North Korea asks US for direct negotiations, without China’s involvement

Posted on : 2017-06-26 16:12 KST Modified on : 2017-06-26 16:12 KST
Japanese media reports that for Otto Warmbier’s release, Pyongyang had asked for visit by former US president
A North Korean ballistic missile launch (Yonhap News)
A North Korean ballistic missile launch (Yonhap News)

North Korea demanded that the US take part in direct nuclear negotiations without Chinese participation, Japan’s Asahi Shimbun newspaper reported.

In a June 24 report, the newspaper quoted former Robert Gallucci, a former US State Department special envoy on the North Korean nuclear issue, and Leon Sigal, director of the Northeast Asia Cooperative Security Project at the Social Science Research Council, as saying Pyongyang had communicated this demand. Gallucci and Sigal, who held nuclear and missile discussions with North Korean Vice Foreign Minister Han Song-ryol in Kuala Lumpur last October, said North Korea had relayed its intent to negotiate directly with the US to the Trump administration by way of the State Department.

According to Gallucci and Sigal, the North Korean participants in the Kuala Lumpur discussions, last October, that Kim Jong-un was “nervous about the US’s approach of relying on China to resolve the issue.” The North Koreans also reportedly criticized the US for trying to use the influence of China, which accounts for 90% of North Korea’s external trade, to resolve the issue. Instead, North Korea demanded to have “direct negotiations with the US without involving China.”

Gallucci was quoted by the newspaper as saying North Korea “appeared to want to improve relations with the US to reduce its dependence on China,” adding that North Korea may still hold a similar position now.

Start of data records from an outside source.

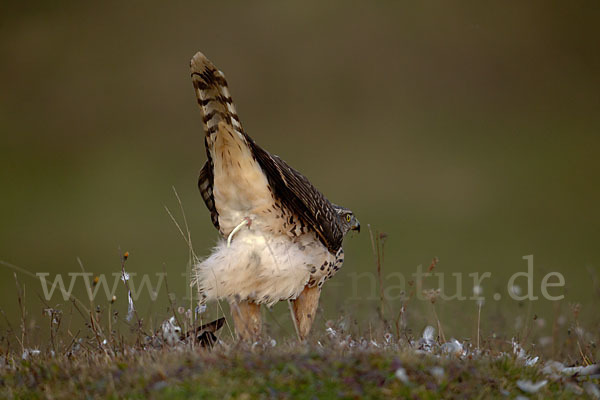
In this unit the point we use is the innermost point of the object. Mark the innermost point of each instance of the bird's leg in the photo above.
(305, 309)
(247, 320)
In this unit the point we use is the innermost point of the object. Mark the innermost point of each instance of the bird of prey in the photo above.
(281, 238)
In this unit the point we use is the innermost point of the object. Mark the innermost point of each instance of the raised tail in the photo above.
(213, 96)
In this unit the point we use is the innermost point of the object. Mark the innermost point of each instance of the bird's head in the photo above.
(347, 218)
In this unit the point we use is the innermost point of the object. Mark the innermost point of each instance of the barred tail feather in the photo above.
(213, 96)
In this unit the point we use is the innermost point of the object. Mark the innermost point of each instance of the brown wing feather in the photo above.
(296, 192)
(289, 186)
(205, 185)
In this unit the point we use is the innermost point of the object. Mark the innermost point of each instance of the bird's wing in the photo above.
(205, 185)
(297, 194)
(289, 186)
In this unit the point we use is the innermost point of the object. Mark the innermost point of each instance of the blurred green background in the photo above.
(465, 130)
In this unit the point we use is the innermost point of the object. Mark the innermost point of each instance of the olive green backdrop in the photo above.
(464, 130)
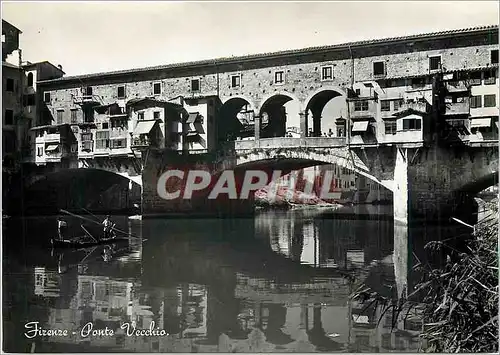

But Gallucci and Sigal also reported that North Korea expressed reluctance to negotiate with the Barack Obama administration at the time. Voicing strong displeasure with the Obama administration’s “strategic patience” approach of refusing to agree to dialogue before any concrete denuclearization measures took place, North Korea signaled its intent to have dialogue with the next administration after Obama, regardless of whether Trump or Hillary Clinton was elected.

When Gallucci and Sigal demanded that North Korea not conduct any nuclear tests if it planned to hold discussions with the new administration, North Korea replied that it cannot abandon nuclear weapons because it had “no other means of guaranteeing our [regime].” Ultimately, the two sides failed to find common ground in their discussions.

Meanwhile, the Mainichi Shimbun newspaper reported that North Korea originally demanded Washington send a former US President as a special envoy in the case of Otto Warmbier, an American student who recently died after detention in North Korea.

The newspaper quoted an anonymous North Korea source as saying North Korea had communicated a message to the US in May telling it the issue of four US detainees “could be resolved if President Trump sends a special envoy with presidential experience.”

According to the newspaper, Pyongyang conveyed its demand through its New York channel with its UN mission in May and in contacts with the US by Choe Son-hui, head of the North Korean Foreign Ministry’s US affairs bureau. While it did not specify which former President, it appeared to be thinking of George W. Bush, who is a Republican like Trump, the newspaper said. Former President Bill Clinton was sent as a special envoy when North Korea released two American journalists in 2009.

But North Korea ultimately released Warmbier after Trump rejected the demand to send a former President and sent State Department Special Representative for North Korea Policy Joseph Yun to North Korea instead, the newspaper reported.